I was about to suggest UniqueRc but of course there also must not be any Weak pointers either.
That suggest a differently weak version of ownership where it blocks the only de-allocation or de-initialization (i.e. manipulates weak and strong count) but does not claim ownership of the pointed-to-place itself. So no manipulation of the contents—counts and value—by any means through that value itself. It can only be upgraded to an actual Weak or Rc by presenting it with a Weak to the same allocation, proving the current thread owns that node. Of course it would be quite troublesome to use since it necessarily leaks on a normal Drop. Might only work ergonomically with truly linear types (a tree built with it would recursively reap its all children on Drop, which you'd want anyways to avoid stack overflow, where it could present the owning root to upgrade the pointers).
You would also need to check weak count. A escaped weak pointer could be used to resurrect an Rc from the original thread. Since presumably the reason for Rc here is weak parent pointers inside the tree you would also need to calculate the expected number of weak pointers.
A more "rusty" design would make this less painful: use a vector or arena of nodes and store the indices of child / parent nodes. It would likely also be faster due to better cache usage, especially if you can arrange so that nodes that are accessed after each other are close in the vector.
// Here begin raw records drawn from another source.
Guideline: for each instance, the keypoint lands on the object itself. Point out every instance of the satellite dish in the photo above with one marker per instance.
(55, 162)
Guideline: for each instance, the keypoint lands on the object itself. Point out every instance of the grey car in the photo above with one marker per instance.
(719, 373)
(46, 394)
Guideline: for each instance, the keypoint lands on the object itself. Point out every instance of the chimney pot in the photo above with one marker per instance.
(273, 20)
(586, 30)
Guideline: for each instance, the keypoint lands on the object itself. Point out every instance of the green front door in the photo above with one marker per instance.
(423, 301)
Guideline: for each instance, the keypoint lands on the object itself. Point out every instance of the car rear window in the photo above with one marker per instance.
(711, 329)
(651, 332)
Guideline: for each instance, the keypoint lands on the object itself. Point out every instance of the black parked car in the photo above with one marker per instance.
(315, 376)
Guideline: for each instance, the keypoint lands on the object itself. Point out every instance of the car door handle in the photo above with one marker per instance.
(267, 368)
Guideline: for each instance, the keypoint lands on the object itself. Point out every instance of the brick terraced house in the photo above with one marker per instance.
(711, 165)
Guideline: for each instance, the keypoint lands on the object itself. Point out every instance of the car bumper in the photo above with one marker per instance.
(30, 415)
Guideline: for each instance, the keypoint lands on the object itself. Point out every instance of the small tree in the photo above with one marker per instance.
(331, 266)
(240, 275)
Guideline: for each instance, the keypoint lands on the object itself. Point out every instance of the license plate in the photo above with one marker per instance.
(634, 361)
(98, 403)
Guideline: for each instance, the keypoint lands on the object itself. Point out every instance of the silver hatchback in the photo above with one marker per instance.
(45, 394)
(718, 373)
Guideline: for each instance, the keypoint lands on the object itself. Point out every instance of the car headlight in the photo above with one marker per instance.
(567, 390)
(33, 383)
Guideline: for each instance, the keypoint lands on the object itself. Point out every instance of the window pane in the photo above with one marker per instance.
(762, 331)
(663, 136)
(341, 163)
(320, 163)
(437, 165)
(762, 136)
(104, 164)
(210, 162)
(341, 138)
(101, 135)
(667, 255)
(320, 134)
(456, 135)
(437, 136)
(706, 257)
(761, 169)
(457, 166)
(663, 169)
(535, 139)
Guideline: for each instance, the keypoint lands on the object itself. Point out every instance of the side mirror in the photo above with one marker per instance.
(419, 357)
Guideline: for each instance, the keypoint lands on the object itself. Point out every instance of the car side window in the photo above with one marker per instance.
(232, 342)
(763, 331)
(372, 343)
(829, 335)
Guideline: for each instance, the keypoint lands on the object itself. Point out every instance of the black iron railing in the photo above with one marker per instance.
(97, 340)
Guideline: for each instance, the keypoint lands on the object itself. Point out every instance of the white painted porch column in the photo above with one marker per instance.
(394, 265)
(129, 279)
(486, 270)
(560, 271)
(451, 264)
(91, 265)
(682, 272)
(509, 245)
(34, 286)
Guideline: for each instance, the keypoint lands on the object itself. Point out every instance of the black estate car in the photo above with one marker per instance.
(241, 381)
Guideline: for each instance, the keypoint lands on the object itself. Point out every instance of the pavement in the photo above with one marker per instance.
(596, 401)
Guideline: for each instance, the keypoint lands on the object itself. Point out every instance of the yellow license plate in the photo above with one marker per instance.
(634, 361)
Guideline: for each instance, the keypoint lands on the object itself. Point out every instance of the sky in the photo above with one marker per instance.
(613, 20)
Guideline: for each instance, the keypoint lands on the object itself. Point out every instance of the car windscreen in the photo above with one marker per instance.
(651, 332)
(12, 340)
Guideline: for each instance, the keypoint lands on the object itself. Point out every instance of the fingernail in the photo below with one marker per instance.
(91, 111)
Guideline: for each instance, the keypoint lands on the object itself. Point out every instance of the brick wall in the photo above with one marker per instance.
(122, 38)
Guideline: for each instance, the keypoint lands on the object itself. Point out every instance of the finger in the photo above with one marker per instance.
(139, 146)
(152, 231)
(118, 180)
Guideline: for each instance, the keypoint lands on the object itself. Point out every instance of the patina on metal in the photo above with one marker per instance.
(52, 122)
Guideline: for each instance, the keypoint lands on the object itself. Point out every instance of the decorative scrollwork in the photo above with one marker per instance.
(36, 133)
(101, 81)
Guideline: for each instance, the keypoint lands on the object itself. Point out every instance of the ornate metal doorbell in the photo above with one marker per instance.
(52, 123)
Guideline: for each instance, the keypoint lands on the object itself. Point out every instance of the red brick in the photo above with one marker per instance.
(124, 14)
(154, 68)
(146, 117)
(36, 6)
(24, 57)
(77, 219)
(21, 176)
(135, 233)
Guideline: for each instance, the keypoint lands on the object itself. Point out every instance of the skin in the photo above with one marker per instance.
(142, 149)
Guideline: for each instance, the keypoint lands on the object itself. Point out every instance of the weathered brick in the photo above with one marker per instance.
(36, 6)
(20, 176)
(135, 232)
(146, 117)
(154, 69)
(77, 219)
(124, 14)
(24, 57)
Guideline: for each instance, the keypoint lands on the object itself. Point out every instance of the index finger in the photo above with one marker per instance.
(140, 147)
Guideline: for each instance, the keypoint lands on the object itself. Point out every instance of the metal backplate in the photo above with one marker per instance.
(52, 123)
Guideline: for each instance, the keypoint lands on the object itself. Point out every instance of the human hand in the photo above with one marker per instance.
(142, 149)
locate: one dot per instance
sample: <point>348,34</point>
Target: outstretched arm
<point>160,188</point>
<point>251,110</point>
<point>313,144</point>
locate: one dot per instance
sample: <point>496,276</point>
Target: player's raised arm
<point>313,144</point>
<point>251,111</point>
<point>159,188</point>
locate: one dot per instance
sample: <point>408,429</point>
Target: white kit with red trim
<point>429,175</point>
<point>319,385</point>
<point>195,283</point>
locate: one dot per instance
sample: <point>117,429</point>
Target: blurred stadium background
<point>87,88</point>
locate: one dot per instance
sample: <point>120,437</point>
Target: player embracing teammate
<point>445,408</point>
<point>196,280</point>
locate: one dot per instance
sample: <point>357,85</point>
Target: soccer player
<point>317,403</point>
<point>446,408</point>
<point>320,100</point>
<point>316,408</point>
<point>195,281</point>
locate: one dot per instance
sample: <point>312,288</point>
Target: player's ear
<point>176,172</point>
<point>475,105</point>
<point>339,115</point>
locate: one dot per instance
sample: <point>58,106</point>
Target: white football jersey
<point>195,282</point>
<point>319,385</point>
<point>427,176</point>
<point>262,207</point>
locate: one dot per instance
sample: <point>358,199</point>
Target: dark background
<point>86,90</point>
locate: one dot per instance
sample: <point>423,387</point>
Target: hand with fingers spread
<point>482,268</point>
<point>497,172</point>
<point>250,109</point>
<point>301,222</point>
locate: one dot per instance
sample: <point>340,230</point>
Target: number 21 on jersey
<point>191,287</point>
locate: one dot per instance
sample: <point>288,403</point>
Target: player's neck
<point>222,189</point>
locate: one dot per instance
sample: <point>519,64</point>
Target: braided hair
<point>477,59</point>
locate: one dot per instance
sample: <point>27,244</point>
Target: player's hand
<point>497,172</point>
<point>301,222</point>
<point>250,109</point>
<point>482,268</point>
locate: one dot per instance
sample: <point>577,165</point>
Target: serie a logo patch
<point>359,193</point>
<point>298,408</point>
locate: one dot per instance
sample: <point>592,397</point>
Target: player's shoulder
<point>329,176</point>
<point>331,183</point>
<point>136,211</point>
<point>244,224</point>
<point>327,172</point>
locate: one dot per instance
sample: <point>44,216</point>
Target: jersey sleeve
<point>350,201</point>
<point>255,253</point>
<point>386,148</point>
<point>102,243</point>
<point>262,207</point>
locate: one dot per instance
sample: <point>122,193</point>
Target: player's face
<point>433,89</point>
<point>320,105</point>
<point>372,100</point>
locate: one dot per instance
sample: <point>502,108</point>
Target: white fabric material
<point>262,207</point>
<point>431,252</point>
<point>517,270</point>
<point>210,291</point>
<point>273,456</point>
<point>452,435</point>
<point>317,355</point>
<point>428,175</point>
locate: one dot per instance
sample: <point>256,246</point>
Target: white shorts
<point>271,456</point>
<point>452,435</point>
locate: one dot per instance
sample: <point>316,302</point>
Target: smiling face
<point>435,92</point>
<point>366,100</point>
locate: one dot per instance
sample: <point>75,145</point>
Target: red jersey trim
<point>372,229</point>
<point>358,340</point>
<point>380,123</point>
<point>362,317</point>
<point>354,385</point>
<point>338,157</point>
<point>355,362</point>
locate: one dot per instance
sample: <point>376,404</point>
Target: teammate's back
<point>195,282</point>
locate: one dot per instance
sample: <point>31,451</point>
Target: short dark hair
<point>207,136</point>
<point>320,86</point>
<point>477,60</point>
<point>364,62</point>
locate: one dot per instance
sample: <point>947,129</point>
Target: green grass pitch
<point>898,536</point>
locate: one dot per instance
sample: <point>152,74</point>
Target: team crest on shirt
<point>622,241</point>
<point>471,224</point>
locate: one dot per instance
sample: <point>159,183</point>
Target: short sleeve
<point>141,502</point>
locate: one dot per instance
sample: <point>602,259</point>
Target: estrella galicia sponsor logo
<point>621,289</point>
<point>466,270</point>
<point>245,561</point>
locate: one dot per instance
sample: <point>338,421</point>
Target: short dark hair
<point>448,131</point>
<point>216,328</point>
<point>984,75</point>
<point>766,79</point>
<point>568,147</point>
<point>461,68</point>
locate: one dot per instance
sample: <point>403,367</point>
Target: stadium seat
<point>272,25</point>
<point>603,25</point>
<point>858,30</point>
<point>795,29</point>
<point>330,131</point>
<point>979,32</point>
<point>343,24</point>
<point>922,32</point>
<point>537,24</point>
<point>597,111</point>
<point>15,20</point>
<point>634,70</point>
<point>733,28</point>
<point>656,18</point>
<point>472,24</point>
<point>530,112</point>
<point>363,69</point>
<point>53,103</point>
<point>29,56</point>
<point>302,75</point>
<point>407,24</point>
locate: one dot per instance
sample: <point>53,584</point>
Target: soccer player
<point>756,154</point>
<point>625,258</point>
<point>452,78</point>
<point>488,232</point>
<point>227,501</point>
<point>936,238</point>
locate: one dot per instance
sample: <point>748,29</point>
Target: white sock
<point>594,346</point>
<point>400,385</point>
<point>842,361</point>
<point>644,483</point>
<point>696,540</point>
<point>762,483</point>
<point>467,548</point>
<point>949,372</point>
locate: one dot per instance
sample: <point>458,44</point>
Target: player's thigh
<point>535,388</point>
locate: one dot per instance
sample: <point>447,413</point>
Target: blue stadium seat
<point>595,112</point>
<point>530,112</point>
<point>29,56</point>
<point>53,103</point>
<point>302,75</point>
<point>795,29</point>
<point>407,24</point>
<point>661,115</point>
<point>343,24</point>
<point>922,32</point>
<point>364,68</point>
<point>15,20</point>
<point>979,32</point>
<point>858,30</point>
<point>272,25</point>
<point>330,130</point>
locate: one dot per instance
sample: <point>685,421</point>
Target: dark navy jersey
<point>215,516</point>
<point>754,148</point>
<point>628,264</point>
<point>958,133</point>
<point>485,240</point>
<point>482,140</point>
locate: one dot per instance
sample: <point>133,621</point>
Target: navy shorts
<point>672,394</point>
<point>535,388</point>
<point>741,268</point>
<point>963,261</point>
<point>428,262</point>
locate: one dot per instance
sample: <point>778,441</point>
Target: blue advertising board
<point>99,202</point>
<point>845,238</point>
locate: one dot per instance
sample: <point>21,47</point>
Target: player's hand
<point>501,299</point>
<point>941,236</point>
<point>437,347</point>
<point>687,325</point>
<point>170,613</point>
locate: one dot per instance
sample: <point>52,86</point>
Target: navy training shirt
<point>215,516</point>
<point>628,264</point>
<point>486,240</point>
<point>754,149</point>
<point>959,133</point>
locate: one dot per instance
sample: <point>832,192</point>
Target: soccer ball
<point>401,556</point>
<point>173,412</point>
Such a vector of nodes would be trivial to transfer to another thread. As a bonus you could also store the child indices inline up to a certain max number, which can be a worthwhile optimisation in some cases. Profiling would be needed.
If you build the tree once and don't modify it this would be ideal, if you need to modify it to add/remove nodes you might want to have a list of free nodes that can be reused.
There are many valid points in the design space of data oriented graph/tree representations in Rust. Consider looking at the petgraph crate for inspiration.